The International Monetary Fund (IMF) has recommended special safeguards for M-Pesa and banks from unfair competition by the planned digital shilling by the Central Bank of Kenya (CBK).
The proposed Central Bank Digital Currency (CBDC), which is currently under public discussion, is seen as a competitor to mobile money down the road, especially in its ability to lower transaction costs.
It may also pose some relative threat to banks because it will enable customers to bypass lenders, with the CBK taking on a new role of keeping track of holdings, transactions, and settlements.
The CBDC is being eyed mainly to ease cross-border payments and to complement mobile money in the local digital payments space.
With these competition concerns, the IMF is now urging caution as the CBK progressed with preparation for the possible adoption of a digital currency, saying, the CBDC should complement existing private sector digital money.
No ‘right balance’
“The paper could state the intent of potential issuance of CBDC is to complement rather than substitute existing private-sector digital payment solutions, and affirm CBK’s commitment to an open, competitive payment system” the IMF said in a commentary on a policy document published by CBK on the CBDC earlier this year.

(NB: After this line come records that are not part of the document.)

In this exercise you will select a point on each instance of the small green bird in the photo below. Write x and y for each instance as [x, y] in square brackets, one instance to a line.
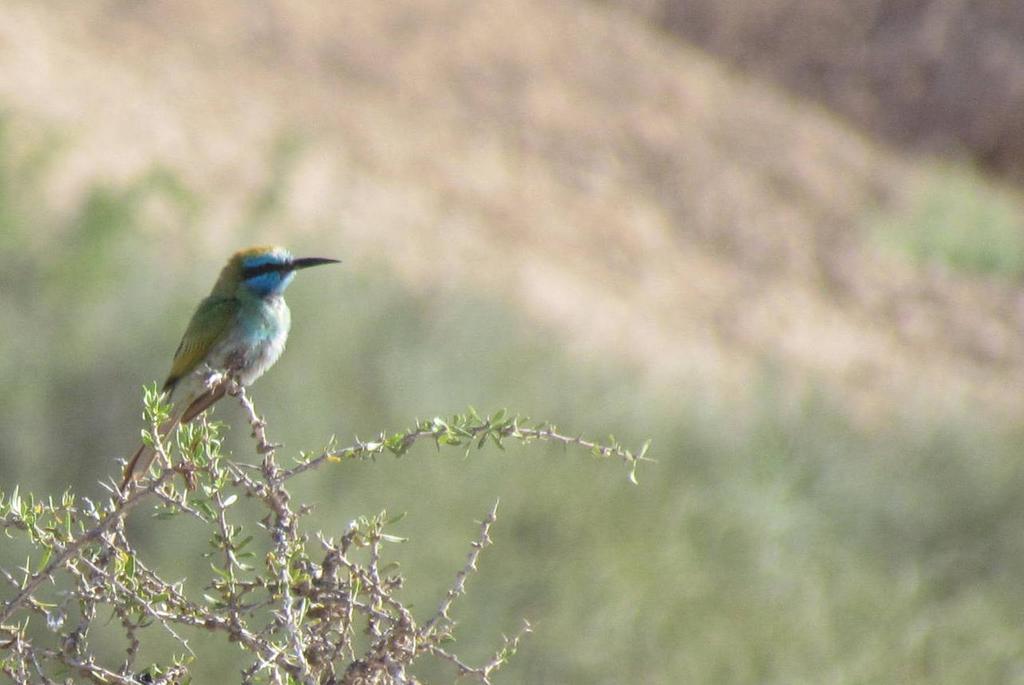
[240, 329]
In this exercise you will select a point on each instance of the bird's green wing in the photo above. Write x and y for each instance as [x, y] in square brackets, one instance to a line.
[210, 323]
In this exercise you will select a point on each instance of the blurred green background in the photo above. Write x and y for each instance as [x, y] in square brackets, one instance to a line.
[567, 210]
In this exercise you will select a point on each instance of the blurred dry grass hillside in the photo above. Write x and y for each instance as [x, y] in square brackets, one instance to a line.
[560, 208]
[567, 157]
[942, 76]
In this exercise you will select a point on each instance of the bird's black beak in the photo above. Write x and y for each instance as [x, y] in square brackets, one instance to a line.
[306, 262]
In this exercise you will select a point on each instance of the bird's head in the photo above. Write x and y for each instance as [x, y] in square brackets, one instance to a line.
[262, 271]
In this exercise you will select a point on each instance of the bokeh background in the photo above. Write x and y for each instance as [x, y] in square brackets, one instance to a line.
[784, 240]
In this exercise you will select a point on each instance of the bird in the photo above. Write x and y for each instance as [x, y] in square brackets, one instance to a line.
[239, 331]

“We note in this regard that the balance between central bank money and private sector payment instruments is not fixed over time, and there is no “right” balance” it added.
The Bretton Woods institution also urged the banking sector regulator to deeply review the potential impact its digital shilling would have on banks and other financial service providers.
Transaction activity data
“Given Kenya’s financial sector’s remarkable progress in developing digital solutions, it is important that the paper emphasises CBDC will “do no harm” and does not stifle such welcome digitalisation developments by taking away customers of banks and other digital finance providers, increasing the cost of financing for banks, or depriving banks of valuable information they obtain through establishing customer relations,” the IMF said.
“In the case of a widely adopted retail CBDC, while in principle it might be possible to establish information sharing protocols with banks to use transaction activity data in making their lending decisions, we note that it would be very unusual for a central bank to share such information; and the benefits of doing so would only be significant if usage of CBDC were to lead to large-scale substitution of private-sector payment instruments” it added.